If I want to refine this down, I can find subsets of the matches. This is all done clientside.
James and Nate Working on a map mashup, showing how one can generate lists from dpla queries and place them on a map. Right now we have random locaions in Boston; we picked 10 spots and 10 lists of books in those locations. These are the nearest local public libraries. IT geolocates your position and finds nearby public libraries. One happens to be in the middle of a river… don’t mind that.
We can click on one of them, and you will see different books… these are live links to relevant media. Ideally this would be connected to a tool for making lists, and you could find out what summer reading lists people were making around you.
James – this morning we worked on the DPLA api to the set of apis that Zeega works with. Now you can ingest things from the DPLA api into Zeega, and expose it — to add extra metadata, geolocate it.
Reinhard and Ryan I am amazed that Ryan was able to merge the things we were doing. “the world’s gnarliest merge in the past few minutes” What we have here are several visualizations. you are seeing a treemap. this shows – with imperfect colors – several dimensions of data. all the subjects at the top, bigger boxes being ones with more items in the total search resultset.
Colors, from white to green, show how many were present in the 20 items we actually retrieved; just to show how you could have multiple dimensions of data. At the bottom there’s a timeline bargraph: results by data from the 1800s to the current time. no labels on it yet.
And below that there is a tag cloud, another way of representing this data. We built all of this purely from results from the facets of the API response. I imagine we could make a visual way to drill down into results this way. For instance, you could click on one of these vis’s and requery.
We got many results for people, who have birth and death dates. I looked at all creators, averaged their birth/death dates, to get a single value here.
Jay I created a really simple python wrapper for the DPLA API – based on the Solr api someone else wrote. It is much simpler – it lets you query in different ways, and define facets and sort parameters. It is on github as dplapy. http://github.com/lbjay/dplapy
Matt I showed something this morning which I’ll show again v. quickly — pulling a list of trending twitter topics and see what dpla matches we can get. not too useful, but here are things trending in the last 5 minutes. you have to click around a bit to find matches – but there are things we match on for say Stenson.
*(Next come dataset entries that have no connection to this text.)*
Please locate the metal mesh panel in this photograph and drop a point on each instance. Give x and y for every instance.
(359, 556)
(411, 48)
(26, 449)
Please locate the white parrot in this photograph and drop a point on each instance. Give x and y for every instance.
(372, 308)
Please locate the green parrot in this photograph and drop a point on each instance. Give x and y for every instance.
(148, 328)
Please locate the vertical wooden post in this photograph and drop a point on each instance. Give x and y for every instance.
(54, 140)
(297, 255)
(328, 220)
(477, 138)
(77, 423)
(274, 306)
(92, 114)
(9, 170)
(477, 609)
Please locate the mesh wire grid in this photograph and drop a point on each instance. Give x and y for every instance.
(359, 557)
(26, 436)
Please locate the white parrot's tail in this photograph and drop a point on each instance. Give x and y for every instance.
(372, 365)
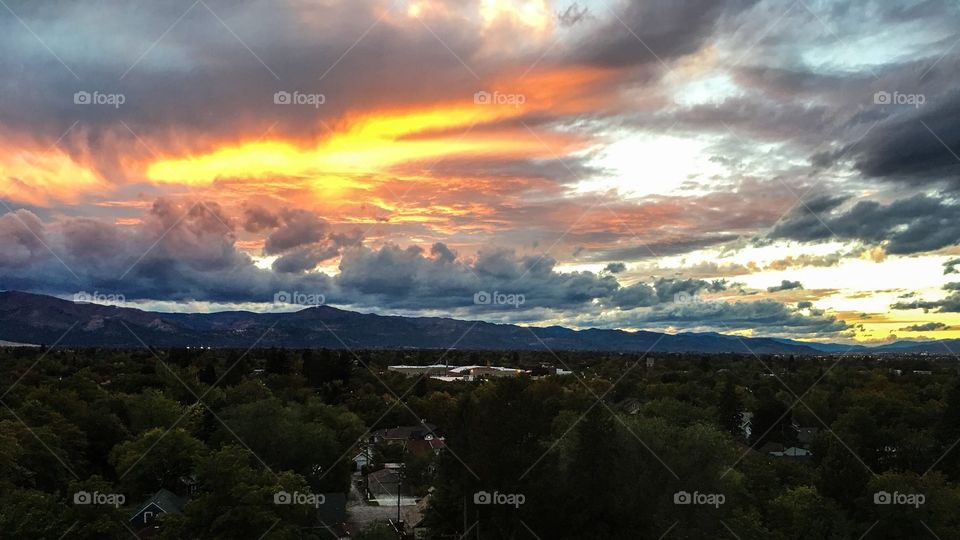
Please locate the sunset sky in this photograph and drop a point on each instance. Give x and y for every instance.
(784, 168)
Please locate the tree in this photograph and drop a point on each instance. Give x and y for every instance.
(156, 459)
(730, 410)
(240, 499)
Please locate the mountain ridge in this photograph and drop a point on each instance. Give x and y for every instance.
(40, 319)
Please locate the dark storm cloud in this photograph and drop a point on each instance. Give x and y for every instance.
(199, 77)
(21, 239)
(181, 252)
(927, 327)
(919, 149)
(770, 316)
(914, 225)
(668, 30)
(950, 304)
(177, 252)
(299, 227)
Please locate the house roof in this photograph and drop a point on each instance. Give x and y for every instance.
(405, 432)
(423, 446)
(165, 500)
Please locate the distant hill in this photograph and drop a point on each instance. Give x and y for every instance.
(39, 319)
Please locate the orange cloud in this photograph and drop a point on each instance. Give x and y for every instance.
(42, 178)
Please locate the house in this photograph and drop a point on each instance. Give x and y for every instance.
(163, 502)
(427, 445)
(403, 433)
(628, 406)
(806, 436)
(385, 487)
(446, 373)
(363, 459)
(793, 452)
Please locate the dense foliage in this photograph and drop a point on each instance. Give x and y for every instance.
(601, 454)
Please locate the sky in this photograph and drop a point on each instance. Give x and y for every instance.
(760, 168)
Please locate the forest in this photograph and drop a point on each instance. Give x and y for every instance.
(625, 446)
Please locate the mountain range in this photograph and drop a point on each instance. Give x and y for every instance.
(27, 318)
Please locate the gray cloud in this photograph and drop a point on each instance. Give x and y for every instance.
(785, 285)
(913, 225)
(926, 327)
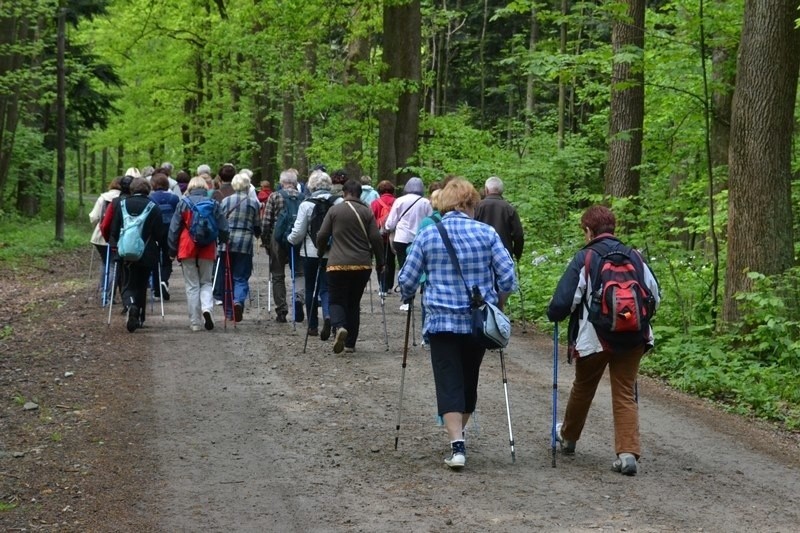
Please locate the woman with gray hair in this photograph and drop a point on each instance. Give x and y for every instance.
(242, 213)
(310, 215)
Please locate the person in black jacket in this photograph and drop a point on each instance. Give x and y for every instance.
(137, 273)
(592, 352)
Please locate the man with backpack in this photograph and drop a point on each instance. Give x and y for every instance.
(137, 230)
(310, 215)
(610, 295)
(381, 209)
(196, 228)
(279, 216)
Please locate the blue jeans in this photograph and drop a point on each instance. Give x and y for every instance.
(310, 265)
(241, 269)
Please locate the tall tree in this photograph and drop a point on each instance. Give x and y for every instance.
(759, 200)
(399, 122)
(627, 102)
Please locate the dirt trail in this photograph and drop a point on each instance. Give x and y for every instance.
(238, 430)
(251, 434)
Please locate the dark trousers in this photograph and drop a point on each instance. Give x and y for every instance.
(310, 266)
(387, 278)
(345, 288)
(135, 281)
(456, 360)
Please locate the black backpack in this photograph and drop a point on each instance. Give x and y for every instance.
(620, 305)
(321, 208)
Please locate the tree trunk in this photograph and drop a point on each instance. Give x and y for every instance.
(398, 136)
(352, 150)
(627, 104)
(760, 235)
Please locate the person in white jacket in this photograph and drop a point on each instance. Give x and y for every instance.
(404, 218)
(319, 188)
(95, 216)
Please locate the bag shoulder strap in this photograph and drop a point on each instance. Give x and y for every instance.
(408, 208)
(453, 257)
(360, 222)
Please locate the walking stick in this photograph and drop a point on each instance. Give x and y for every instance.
(508, 407)
(403, 375)
(313, 310)
(413, 325)
(89, 281)
(161, 285)
(113, 283)
(105, 276)
(383, 309)
(227, 294)
(258, 290)
(371, 308)
(521, 300)
(555, 392)
(294, 305)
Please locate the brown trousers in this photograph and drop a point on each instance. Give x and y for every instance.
(623, 367)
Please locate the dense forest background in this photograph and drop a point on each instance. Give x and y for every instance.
(681, 114)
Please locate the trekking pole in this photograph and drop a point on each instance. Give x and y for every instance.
(161, 286)
(294, 305)
(413, 325)
(313, 310)
(555, 392)
(105, 276)
(258, 290)
(521, 300)
(383, 310)
(113, 282)
(89, 281)
(403, 375)
(269, 282)
(508, 407)
(227, 294)
(371, 308)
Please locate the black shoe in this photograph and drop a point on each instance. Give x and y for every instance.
(325, 334)
(165, 291)
(209, 322)
(133, 318)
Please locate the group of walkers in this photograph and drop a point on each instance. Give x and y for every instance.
(331, 231)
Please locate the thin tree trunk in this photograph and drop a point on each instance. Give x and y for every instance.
(622, 176)
(760, 237)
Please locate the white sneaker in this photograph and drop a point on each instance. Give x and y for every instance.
(625, 464)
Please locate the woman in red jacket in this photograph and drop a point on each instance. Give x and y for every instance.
(197, 262)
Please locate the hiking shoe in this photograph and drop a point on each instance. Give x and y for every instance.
(458, 457)
(208, 321)
(625, 464)
(567, 446)
(133, 318)
(325, 334)
(338, 343)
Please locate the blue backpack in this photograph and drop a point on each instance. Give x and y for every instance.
(131, 244)
(203, 228)
(286, 218)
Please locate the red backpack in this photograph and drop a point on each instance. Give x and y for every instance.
(619, 304)
(383, 214)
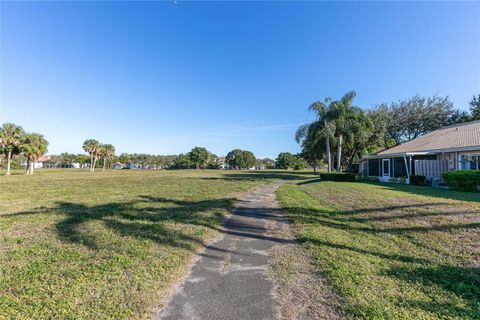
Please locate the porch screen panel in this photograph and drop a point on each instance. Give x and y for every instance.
(373, 167)
(399, 168)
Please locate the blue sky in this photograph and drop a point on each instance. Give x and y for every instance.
(163, 77)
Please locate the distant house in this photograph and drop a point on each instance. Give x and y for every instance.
(40, 162)
(118, 166)
(455, 147)
(222, 164)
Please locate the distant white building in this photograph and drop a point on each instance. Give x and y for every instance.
(40, 162)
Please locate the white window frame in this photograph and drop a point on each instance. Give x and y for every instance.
(389, 169)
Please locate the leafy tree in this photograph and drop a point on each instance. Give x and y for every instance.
(82, 159)
(233, 158)
(360, 136)
(240, 159)
(247, 160)
(106, 152)
(408, 119)
(93, 147)
(11, 136)
(285, 160)
(343, 115)
(182, 162)
(34, 145)
(199, 156)
(318, 134)
(300, 163)
(475, 107)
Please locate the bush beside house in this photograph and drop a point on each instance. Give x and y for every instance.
(464, 180)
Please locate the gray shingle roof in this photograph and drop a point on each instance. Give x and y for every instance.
(459, 136)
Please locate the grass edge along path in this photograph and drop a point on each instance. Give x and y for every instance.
(108, 245)
(392, 252)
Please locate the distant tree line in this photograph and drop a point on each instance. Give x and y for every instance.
(342, 132)
(14, 141)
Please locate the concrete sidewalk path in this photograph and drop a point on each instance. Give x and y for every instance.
(229, 280)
Monkey (As a failsafe, just to get a working link)
I can click on one of the matches and pull up a page on http://api.dp.la
This morning quickly I took dan’s Covered app, and included an “add to shlv.me” link which should take you to a shlv.me page where you can fill in various required fields and add that dp.la item to my own shelf here. That’s it!
Paul OCLC has an XID service, so during ingestion when an ISBN shows up, they can call out, get related items, and create a Work record (in FRBR speak) and then find all matching records in WorldCat.